January 1 – December 31, 2016
Full Annual Report [pdf]

Working to improve how science & technology policies address societal needs through research, education and service

The Center for Science and Technology Policy Research (CSTPR) was established within CIRES in 2001 to conduct research, education, and outreach at the interface of science, technology, and the needs of decision makers in public and private settings. The Center’s vision is to serve as a resource for science and technology decision makers and those providing the education of future decision makers.  Our mission is to improve how science and technology policies address societal needs, through research, education and service.

As 2017 begins, it is a great opportunity to reflect on our accomplishments and ongoing endeavors here in the Center for Science and Technology Policy Research (CSTPR). In these urgent and opportune times, CSTPR core faculty, staff, postdocs, graduate and undergraduate students have constructively addressed many pressing, dynamically changing and important science, technology, and policy issues before us. These efforts have further been invigorated by visitors we have hosted during 2016, who have contributed to furthering our CSTPR mission. Through research, teaching and service projects to improve our understandings of how the quality of decision-making can catalyze and enhance webs of interaction between science, technology, politics, policy and society, members of the CSTPR community have engaged in a range of activities that are outlined in the pages that follow here.

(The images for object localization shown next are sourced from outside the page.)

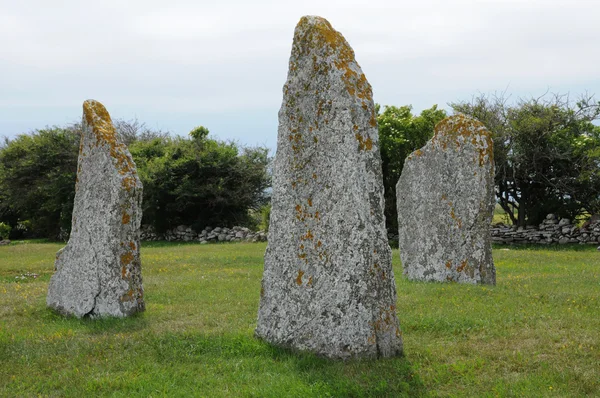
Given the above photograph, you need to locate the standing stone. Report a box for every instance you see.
[47,100,145,317]
[397,115,496,284]
[256,16,402,359]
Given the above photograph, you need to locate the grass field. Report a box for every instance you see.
[1,241,599,397]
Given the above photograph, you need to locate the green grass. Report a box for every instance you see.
[493,204,514,225]
[1,241,599,397]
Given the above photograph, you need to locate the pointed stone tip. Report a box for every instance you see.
[83,99,112,128]
[435,114,489,138]
[295,15,340,44]
[433,114,494,164]
[297,15,333,29]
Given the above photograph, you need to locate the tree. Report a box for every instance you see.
[451,92,600,226]
[0,121,271,239]
[377,104,447,231]
[129,133,271,232]
[0,127,79,238]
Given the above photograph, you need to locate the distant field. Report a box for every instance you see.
[1,241,599,397]
[493,204,514,225]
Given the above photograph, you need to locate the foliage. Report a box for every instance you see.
[0,222,10,240]
[260,203,271,232]
[451,93,600,226]
[377,104,447,231]
[1,242,599,396]
[129,133,270,232]
[0,122,271,238]
[0,127,79,238]
[189,125,210,141]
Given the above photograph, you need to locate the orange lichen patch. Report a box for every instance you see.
[353,125,359,131]
[367,333,376,344]
[296,16,373,101]
[296,270,305,286]
[301,230,314,241]
[121,289,135,302]
[120,252,134,265]
[369,113,377,128]
[432,114,494,166]
[298,253,307,259]
[121,265,128,279]
[317,240,322,247]
[314,211,320,220]
[415,149,423,157]
[307,197,313,207]
[457,260,468,273]
[83,100,137,176]
[129,241,136,251]
[445,261,452,269]
[355,133,373,151]
[307,276,313,287]
[121,176,137,192]
[122,211,131,225]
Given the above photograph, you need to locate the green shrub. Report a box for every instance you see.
[0,222,11,240]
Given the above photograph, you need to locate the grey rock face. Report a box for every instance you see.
[256,16,402,359]
[47,100,145,317]
[397,115,496,284]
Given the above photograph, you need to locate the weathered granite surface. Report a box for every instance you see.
[256,16,402,359]
[47,100,145,317]
[397,115,496,284]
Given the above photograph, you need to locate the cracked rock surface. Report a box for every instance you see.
[47,100,145,318]
[256,16,403,359]
[397,115,496,284]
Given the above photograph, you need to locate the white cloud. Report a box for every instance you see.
[1,0,599,149]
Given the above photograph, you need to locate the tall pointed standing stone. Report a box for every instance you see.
[47,100,145,317]
[397,114,496,284]
[256,16,402,359]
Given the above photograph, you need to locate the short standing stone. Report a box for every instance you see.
[397,115,496,284]
[47,100,145,317]
[256,16,402,359]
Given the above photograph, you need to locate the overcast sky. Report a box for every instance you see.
[1,0,599,152]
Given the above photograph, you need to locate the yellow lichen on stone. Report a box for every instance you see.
[122,211,131,225]
[296,270,305,286]
[295,16,373,101]
[83,100,137,177]
[432,114,494,166]
[120,252,134,265]
[355,133,373,151]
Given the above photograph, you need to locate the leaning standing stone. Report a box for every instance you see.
[256,16,402,359]
[397,115,496,284]
[47,100,145,317]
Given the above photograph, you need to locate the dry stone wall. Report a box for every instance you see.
[492,214,600,245]
[140,225,267,243]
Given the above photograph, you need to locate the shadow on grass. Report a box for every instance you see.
[42,307,150,334]
[148,332,426,397]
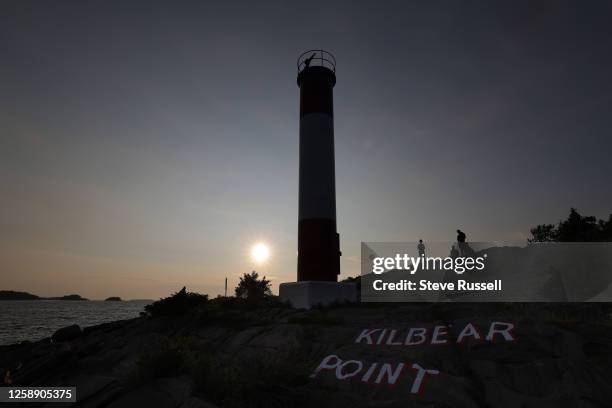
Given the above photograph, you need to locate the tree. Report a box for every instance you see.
[556,208,600,241]
[528,224,557,242]
[235,271,272,301]
[529,208,612,242]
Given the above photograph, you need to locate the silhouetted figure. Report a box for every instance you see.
[456,229,467,255]
[303,52,316,68]
[417,239,425,257]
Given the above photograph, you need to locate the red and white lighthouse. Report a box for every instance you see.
[280,50,355,309]
[296,50,341,282]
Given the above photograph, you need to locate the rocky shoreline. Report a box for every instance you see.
[2,301,612,407]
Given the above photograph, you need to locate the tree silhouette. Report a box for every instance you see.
[529,223,558,242]
[529,208,612,242]
[235,271,272,301]
[144,286,209,316]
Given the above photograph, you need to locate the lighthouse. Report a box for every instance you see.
[279,50,356,309]
[296,50,340,282]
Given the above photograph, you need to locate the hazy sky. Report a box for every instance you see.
[1,1,611,299]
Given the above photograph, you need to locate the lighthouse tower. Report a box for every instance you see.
[297,50,340,282]
[279,50,356,309]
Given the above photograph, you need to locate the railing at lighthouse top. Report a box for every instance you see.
[297,50,336,75]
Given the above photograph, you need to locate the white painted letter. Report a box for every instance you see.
[456,323,480,343]
[355,329,381,345]
[361,363,378,383]
[310,354,341,378]
[375,362,405,385]
[410,363,439,394]
[431,325,449,345]
[386,329,403,345]
[405,328,427,345]
[486,322,514,342]
[376,329,388,345]
[336,360,363,380]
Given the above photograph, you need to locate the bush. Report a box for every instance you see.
[235,271,272,302]
[144,287,209,317]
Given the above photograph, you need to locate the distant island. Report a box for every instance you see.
[0,291,88,301]
[0,290,40,300]
[105,296,122,301]
[47,294,88,301]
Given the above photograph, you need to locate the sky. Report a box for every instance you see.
[1,1,611,299]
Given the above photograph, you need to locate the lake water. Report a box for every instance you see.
[0,300,152,345]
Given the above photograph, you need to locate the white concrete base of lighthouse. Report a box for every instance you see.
[279,281,357,310]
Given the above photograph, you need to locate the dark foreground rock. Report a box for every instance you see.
[52,324,83,342]
[1,302,611,407]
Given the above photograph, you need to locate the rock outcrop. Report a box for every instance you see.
[1,302,611,407]
[52,324,83,342]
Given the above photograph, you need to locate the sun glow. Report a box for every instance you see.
[251,243,270,264]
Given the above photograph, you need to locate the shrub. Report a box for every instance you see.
[144,287,209,317]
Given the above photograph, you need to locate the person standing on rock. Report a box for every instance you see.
[417,240,426,257]
[456,229,467,255]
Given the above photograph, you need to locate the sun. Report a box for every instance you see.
[251,243,270,264]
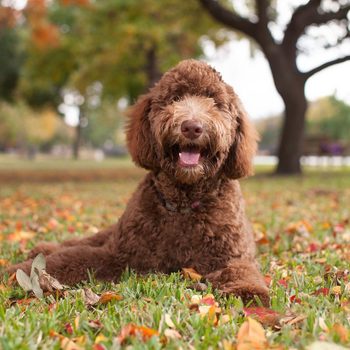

Collectively, we in CSTPR have identified four priority areas of engagement with our ongoing work:

  1. Science and Technology Policy: we forge ahead with analyses of decisions at the science-policy interface, including making public and private investments in science and technology, governing the usability of scientific information, and critically engaging the scientific and technical construction of emerging issues.
  2. Innovations in Governance and Sustainability: we continue to study innovations in governance and the complexity of sustainability challenges, including the development of new institutions that transcend conventional political boundaries or bring actors together in new ways, new tools and experimental interventions for inducing behavioral change or enabling participation in decision making, and new forms of association in the creation and protection of collective goods.
  3. Drivers of Risk Management Decisions: we move ahead with interrogations regarding how individuals and institutions – at local, regional, national, and international scales – make decisions to respond and adapt to perceived risks, and what factors promote or inhibit effective decision making.
  4. Communication and Societal Change: we press forward with experimentation and critical analyses of communication strategies and engagement in varying cultural, political and societal contexts.

You’ll spot imprints of these key themes among the highlights noted in this report, through our ongoing investment in the Science and Technology Policy graduate certificate program, the revamped Prometheus 2.0 blog, our brownbag seminar series, the American Association for the Advancement of Science Catalyzing Advocacy in Science and Engineering (AAAS CASE) workshop student competition, and the CU-Red Cross/Red Crescent Climate Centre internship program. These are just some of the many important commitments that we have made in 2016 that continue into this year and beyond.

From my vantage point as Director of CSTPR, I am very proud of our CSTPR efforts to develop, maintain and continue active collaborations so that scientific work finds traction in science-policy and public arenas at CU Boulder and beyond. I hope you will enjoy reading through this report and getting a sense of our accomplishments from 2016, and our activities going forward.